Many times we would be reading something or watching something or listening to something completely unrelated to investing, and sub-consciously our mind would start drawing parallels between that and what happens in the stock markets.
Recently I came across a book and movie by Michael Lewis called Moneyball. I recently read his book The Big Short (which is soon to be released as a movie) which is based on the subprime crisis. I also had heard about his first book Liar’s Poker, which is known as the Bible for Wallstreet wannabes. Therefore I was intrigued enough to download the movie Moneyball, which I watched, and also the book, which I plan to read (actually listen, since I prefer audiobooks).

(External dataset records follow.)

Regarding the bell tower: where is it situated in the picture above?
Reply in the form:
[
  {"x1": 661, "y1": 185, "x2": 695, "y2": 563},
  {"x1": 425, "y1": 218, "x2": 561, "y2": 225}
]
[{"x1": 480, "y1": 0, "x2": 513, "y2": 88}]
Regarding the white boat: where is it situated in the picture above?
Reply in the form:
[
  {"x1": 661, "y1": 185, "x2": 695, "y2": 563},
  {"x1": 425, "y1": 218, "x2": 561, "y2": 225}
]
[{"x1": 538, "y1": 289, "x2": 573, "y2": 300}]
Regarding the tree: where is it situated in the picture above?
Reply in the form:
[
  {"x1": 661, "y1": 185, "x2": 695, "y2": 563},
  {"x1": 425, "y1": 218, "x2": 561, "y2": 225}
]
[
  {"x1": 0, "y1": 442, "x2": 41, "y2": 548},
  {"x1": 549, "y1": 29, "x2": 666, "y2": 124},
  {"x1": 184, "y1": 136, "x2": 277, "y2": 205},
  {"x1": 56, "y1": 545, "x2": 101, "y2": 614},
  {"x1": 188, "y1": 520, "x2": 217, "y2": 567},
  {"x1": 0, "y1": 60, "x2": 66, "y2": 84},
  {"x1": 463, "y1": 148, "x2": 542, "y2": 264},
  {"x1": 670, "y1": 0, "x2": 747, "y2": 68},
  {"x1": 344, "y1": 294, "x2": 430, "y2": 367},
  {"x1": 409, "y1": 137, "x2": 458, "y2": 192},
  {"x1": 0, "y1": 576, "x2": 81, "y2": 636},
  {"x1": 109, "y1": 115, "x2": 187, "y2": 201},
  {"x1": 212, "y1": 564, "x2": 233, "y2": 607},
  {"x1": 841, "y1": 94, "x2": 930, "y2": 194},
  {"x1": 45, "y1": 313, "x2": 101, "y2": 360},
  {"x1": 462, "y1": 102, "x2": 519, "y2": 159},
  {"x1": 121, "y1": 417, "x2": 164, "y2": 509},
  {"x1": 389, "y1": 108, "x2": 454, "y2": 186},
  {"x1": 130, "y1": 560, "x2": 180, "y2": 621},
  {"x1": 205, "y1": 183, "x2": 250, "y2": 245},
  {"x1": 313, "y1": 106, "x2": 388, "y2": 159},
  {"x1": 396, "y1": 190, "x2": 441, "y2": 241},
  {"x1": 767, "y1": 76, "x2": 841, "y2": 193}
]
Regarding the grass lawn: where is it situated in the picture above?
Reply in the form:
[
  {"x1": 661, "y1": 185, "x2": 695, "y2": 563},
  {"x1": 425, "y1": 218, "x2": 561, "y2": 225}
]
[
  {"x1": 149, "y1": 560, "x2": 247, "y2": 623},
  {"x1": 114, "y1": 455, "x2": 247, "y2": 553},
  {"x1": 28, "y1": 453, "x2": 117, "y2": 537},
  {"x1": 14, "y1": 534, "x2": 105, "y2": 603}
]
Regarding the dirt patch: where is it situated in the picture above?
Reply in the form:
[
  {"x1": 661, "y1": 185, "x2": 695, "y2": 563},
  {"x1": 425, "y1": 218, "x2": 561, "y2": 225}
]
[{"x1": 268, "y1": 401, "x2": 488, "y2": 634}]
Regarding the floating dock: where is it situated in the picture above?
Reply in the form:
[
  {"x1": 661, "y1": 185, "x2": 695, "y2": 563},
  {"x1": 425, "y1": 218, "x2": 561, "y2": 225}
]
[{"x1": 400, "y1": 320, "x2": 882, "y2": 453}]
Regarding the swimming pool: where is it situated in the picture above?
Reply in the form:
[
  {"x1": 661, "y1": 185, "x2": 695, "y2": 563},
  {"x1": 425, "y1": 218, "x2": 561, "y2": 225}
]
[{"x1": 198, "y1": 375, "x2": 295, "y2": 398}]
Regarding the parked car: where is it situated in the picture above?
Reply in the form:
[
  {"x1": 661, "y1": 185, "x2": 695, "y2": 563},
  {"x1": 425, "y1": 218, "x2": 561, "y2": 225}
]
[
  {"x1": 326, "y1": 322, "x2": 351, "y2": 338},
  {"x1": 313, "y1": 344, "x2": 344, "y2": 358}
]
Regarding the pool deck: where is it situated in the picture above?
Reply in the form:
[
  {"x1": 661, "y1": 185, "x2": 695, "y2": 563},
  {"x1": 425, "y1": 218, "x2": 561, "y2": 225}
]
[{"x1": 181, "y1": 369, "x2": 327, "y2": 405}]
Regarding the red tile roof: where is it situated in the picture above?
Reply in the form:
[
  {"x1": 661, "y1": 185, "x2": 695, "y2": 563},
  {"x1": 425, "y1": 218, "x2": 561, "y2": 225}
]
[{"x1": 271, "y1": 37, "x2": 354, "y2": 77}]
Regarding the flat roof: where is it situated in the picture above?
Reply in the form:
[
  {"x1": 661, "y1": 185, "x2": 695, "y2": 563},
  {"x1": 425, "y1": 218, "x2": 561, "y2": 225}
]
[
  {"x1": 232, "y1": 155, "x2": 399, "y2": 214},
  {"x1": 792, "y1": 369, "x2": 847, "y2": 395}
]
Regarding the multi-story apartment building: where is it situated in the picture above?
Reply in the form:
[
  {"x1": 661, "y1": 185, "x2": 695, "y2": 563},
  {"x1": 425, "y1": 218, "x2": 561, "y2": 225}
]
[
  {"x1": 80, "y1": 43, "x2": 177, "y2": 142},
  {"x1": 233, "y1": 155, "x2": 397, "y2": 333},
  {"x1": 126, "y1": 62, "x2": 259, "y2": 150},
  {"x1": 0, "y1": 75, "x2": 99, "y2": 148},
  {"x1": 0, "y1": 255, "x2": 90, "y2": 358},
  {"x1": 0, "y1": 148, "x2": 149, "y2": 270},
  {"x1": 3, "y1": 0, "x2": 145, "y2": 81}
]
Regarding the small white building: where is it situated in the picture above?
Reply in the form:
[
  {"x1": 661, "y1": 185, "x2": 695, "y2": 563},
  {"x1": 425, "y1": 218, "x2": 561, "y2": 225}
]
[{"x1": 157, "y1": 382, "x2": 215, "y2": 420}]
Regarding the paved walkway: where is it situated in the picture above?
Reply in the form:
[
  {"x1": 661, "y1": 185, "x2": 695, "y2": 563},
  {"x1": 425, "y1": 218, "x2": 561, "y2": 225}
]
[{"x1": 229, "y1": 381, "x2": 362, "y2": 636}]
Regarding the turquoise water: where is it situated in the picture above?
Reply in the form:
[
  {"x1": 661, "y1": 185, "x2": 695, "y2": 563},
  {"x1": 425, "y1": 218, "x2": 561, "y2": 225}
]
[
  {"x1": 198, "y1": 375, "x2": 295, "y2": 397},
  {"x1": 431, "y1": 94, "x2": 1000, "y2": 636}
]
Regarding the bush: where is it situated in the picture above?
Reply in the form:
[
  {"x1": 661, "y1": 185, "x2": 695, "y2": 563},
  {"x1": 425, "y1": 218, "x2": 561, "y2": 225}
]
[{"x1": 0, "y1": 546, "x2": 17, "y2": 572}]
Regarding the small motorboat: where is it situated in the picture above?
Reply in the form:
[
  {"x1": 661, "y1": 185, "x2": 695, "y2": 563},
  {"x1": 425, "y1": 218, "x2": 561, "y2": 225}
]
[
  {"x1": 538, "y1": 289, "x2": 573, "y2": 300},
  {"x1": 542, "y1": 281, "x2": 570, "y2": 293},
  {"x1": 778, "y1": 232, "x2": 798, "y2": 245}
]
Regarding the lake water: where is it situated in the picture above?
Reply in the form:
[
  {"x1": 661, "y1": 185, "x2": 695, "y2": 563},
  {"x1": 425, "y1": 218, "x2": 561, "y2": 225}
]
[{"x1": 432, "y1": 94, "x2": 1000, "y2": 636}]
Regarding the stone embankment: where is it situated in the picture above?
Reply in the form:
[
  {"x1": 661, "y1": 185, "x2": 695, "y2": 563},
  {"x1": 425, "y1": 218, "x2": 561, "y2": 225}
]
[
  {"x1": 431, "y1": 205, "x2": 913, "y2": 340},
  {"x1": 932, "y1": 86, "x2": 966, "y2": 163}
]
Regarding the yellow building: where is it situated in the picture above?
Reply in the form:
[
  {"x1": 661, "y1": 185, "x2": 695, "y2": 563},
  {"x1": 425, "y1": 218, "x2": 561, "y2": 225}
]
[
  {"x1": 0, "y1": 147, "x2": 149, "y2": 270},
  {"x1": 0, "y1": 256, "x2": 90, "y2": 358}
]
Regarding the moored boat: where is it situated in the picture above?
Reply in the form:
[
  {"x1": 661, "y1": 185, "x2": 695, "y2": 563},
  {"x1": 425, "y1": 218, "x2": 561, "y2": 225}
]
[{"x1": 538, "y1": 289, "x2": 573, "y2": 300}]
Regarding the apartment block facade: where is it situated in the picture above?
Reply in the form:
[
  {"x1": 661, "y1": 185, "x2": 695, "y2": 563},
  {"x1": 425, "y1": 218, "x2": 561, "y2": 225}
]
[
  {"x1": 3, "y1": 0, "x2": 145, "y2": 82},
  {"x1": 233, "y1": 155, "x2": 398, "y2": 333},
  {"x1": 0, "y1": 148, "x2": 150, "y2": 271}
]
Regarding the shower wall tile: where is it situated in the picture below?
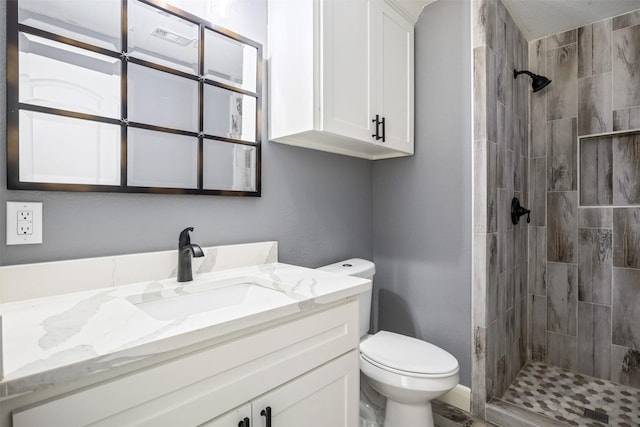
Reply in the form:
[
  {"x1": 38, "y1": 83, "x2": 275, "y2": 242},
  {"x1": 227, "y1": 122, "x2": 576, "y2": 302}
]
[
  {"x1": 612, "y1": 25, "x2": 640, "y2": 110},
  {"x1": 578, "y1": 19, "x2": 611, "y2": 78},
  {"x1": 547, "y1": 191, "x2": 578, "y2": 264},
  {"x1": 547, "y1": 118, "x2": 577, "y2": 191},
  {"x1": 578, "y1": 208, "x2": 613, "y2": 228},
  {"x1": 471, "y1": 0, "x2": 495, "y2": 48},
  {"x1": 485, "y1": 49, "x2": 500, "y2": 142},
  {"x1": 613, "y1": 207, "x2": 640, "y2": 268},
  {"x1": 473, "y1": 141, "x2": 491, "y2": 233},
  {"x1": 529, "y1": 157, "x2": 547, "y2": 226},
  {"x1": 545, "y1": 30, "x2": 577, "y2": 50},
  {"x1": 611, "y1": 268, "x2": 640, "y2": 349},
  {"x1": 577, "y1": 302, "x2": 611, "y2": 379},
  {"x1": 473, "y1": 46, "x2": 488, "y2": 141},
  {"x1": 471, "y1": 328, "x2": 489, "y2": 414},
  {"x1": 578, "y1": 73, "x2": 613, "y2": 135},
  {"x1": 578, "y1": 228, "x2": 613, "y2": 305},
  {"x1": 547, "y1": 332, "x2": 578, "y2": 371},
  {"x1": 486, "y1": 142, "x2": 498, "y2": 233},
  {"x1": 472, "y1": 234, "x2": 490, "y2": 328},
  {"x1": 485, "y1": 321, "x2": 500, "y2": 399},
  {"x1": 512, "y1": 217, "x2": 527, "y2": 267},
  {"x1": 528, "y1": 9, "x2": 640, "y2": 387},
  {"x1": 498, "y1": 188, "x2": 511, "y2": 273},
  {"x1": 473, "y1": 233, "x2": 499, "y2": 327},
  {"x1": 472, "y1": 0, "x2": 528, "y2": 415},
  {"x1": 611, "y1": 345, "x2": 640, "y2": 388},
  {"x1": 529, "y1": 93, "x2": 547, "y2": 158},
  {"x1": 528, "y1": 227, "x2": 547, "y2": 296},
  {"x1": 613, "y1": 107, "x2": 640, "y2": 131},
  {"x1": 612, "y1": 9, "x2": 640, "y2": 30},
  {"x1": 545, "y1": 44, "x2": 578, "y2": 120},
  {"x1": 486, "y1": 233, "x2": 500, "y2": 325},
  {"x1": 496, "y1": 103, "x2": 504, "y2": 188},
  {"x1": 612, "y1": 133, "x2": 640, "y2": 206},
  {"x1": 547, "y1": 262, "x2": 578, "y2": 337},
  {"x1": 529, "y1": 295, "x2": 547, "y2": 361},
  {"x1": 580, "y1": 137, "x2": 613, "y2": 206}
]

Moneyball is based on baseball. There is a team (Oakland’s) which is managed by a General Manager (played by Bradd Pitt). His character is Billy Beane who was a college baseball prodigy, and who was offered a chance to play professional baseball, which he took up forgoing a full scholarship to Stanford. It seems that he was not very successful as a professional player, and soon he went into team management. His team (Oakland’s) was an average team and used to get frequently knocked out before reaching playoff’s. However, the team always used to have some star players, which used to get taken over by rival teams at higher prices, which Oakland could not afford. So, as an annual ritual, the Scouts (selectors) used to find replacements for them which they could afford. They used to start off with quantitative data (a little bit) but used to base their judgements more on qualitative factors. Bradd Pitt was not in complete agreement with this approach to selection.
Also there is a practice to swap players between teams based on requirements. For eg, if a team needs a defense player, it would bargain with a rival team and arrange to either buy out the existing contract or swap another player that the rival team wants. In one of such meetings, Bradd Pitt meets a young graduate passout from Yale who had a degree in Economics, and he is very surprised at his presence in a baseball meeting. Upon being coerced, the young graduate opens up to him and says that the method of selection of players followed by all the teams is completely wrong. Using statistics, and probabilities he shows Pitt how they can build a champion team within the resources they have. And the story is about this selection and how the team progresses. The ending has a twist so I will not give it away.
Now why did a financial author like Michael Lewis write about baseball? There are a lot of similarities between this and investing. I give below my impressions as I watched the movie.
Some of the points I didn’t agree with:
- Reliance on past statistics completely – this may not work all the time in investing as one should try and be where the puck is going to be, not where it was.
- Winning is all – Pitt did not play for records and believed that winning was paramount. In investing the process is as important, if not more, than the result.
- Believing in Jinx – Pitt never watched games live. Yet, he went to watch the most important game against his daughter’s instructions not to jinx it. And when he went, his team started losing, and so he walked away, and they started winning again. Not strictly related to investing, but we also sometimes are susceptible to such biases.
I am sure there will be a lot more information on the net and presented in a better manner. Also, if one is interested, one can search the web for a torrent file of the movie and audio book and download it. It was time well spent for me.